0

I'm running PocketSphinx on Android (version 5prealpha). I'm using a file-defined keyword recognizer, specified by the following snippet (kwfile is the keyword definition file, and mRecognizer is an instance of SpeechRecognizer):

mRecognizer.addKeywordSearch(DESCRIPTOR, kwfile);

Overall, the recognition performance is pretty good, after having optimized the keyword thresholds. However, if I wait some arbitrary amount of time (5 sec up to several minutes) between one keyword utterance and the next, the recognition performance suffers on the second utterance. For example, I'll say "keyword," and it will be recognized.
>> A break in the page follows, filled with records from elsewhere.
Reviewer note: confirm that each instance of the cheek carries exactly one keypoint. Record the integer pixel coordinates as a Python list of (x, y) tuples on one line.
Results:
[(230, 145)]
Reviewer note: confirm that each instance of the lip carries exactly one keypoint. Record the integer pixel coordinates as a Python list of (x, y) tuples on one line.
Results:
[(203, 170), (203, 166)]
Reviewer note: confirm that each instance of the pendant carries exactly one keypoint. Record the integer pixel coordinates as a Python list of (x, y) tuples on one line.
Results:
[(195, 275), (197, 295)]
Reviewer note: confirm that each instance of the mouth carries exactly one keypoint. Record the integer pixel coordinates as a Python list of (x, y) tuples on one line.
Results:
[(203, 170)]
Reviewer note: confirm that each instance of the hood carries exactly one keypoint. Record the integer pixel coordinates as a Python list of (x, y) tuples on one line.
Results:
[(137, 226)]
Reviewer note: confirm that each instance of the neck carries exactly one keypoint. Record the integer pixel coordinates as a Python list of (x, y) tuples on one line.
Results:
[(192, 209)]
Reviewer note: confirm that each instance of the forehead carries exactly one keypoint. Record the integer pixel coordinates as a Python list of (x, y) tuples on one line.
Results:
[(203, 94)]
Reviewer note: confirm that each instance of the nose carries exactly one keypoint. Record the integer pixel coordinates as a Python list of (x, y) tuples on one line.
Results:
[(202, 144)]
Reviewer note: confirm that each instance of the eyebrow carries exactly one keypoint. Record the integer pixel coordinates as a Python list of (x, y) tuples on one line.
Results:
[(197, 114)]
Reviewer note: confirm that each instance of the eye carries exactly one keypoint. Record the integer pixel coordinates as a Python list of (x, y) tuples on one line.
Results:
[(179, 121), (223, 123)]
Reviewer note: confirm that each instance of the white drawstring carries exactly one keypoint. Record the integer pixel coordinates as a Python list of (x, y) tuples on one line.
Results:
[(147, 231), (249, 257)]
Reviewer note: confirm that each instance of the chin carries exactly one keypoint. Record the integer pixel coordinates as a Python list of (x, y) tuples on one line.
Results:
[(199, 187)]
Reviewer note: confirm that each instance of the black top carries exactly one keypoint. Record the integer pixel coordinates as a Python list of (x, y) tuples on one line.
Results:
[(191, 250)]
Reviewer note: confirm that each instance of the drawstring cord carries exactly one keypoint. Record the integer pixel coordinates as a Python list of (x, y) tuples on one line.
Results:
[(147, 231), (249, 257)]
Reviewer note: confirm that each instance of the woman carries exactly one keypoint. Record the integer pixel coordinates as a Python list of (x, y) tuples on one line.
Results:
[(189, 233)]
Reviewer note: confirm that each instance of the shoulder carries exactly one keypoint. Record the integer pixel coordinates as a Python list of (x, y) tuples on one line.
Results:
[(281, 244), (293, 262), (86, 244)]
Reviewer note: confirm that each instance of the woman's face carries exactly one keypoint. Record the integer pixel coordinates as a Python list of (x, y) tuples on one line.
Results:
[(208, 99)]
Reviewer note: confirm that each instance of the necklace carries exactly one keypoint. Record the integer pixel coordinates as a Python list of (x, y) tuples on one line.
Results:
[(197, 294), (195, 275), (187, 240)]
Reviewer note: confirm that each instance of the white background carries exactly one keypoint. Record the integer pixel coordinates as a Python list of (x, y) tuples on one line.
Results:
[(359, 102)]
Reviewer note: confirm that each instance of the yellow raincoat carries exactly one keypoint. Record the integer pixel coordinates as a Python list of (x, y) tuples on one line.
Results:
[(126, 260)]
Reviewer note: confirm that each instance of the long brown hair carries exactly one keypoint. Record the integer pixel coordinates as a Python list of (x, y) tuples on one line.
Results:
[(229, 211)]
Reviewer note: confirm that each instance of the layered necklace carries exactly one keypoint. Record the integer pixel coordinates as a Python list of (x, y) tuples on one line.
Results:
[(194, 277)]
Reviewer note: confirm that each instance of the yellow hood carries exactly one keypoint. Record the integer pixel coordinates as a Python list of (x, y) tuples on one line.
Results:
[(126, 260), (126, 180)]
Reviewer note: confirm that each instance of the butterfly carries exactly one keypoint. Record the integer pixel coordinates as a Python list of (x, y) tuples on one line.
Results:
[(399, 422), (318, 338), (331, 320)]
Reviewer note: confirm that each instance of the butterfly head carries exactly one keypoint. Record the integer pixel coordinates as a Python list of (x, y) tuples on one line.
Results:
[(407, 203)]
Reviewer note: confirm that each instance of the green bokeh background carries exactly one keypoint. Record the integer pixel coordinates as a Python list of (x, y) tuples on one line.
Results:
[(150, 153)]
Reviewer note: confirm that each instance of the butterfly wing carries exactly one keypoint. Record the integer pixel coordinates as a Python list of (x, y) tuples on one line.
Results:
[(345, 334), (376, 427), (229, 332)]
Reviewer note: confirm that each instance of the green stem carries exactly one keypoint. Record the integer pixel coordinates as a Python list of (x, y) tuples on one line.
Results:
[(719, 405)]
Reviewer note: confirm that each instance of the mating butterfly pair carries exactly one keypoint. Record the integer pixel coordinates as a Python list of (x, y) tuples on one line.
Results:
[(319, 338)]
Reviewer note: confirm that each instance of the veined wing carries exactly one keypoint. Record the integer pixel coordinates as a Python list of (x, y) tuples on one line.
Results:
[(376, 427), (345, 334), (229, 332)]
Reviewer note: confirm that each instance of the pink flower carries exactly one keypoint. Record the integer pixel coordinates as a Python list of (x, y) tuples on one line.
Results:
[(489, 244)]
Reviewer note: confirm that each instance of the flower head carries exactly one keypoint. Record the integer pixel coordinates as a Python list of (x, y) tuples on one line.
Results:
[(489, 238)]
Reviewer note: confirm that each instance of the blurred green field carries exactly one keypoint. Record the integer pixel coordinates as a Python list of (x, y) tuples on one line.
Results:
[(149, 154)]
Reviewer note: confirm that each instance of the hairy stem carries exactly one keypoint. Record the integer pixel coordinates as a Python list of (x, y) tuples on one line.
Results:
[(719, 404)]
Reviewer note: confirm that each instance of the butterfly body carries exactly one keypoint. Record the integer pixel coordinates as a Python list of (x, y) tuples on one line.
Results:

If I wait less than 5 sec and say "keyword" again, the second utterance will likely be recognized (recognition rate over 95%). If, however, I wait 15 sec, the recognition rate drops dramatically, to less than 50%.

My hypothesis is that when I say the keyword the second time, the recognizer is in the middle of a refresh - that is it's between a Stop Recognition event and a Start Recognition event, and that my speech transcends that event. Here is a typical view of my logcat. Notice that after 5 sec, the recognizer "refreshes". This happens about every 5 sec, for the most part. Sometimes it can be as long as 30 sec between "refreshes", but generally it's around 5 sec.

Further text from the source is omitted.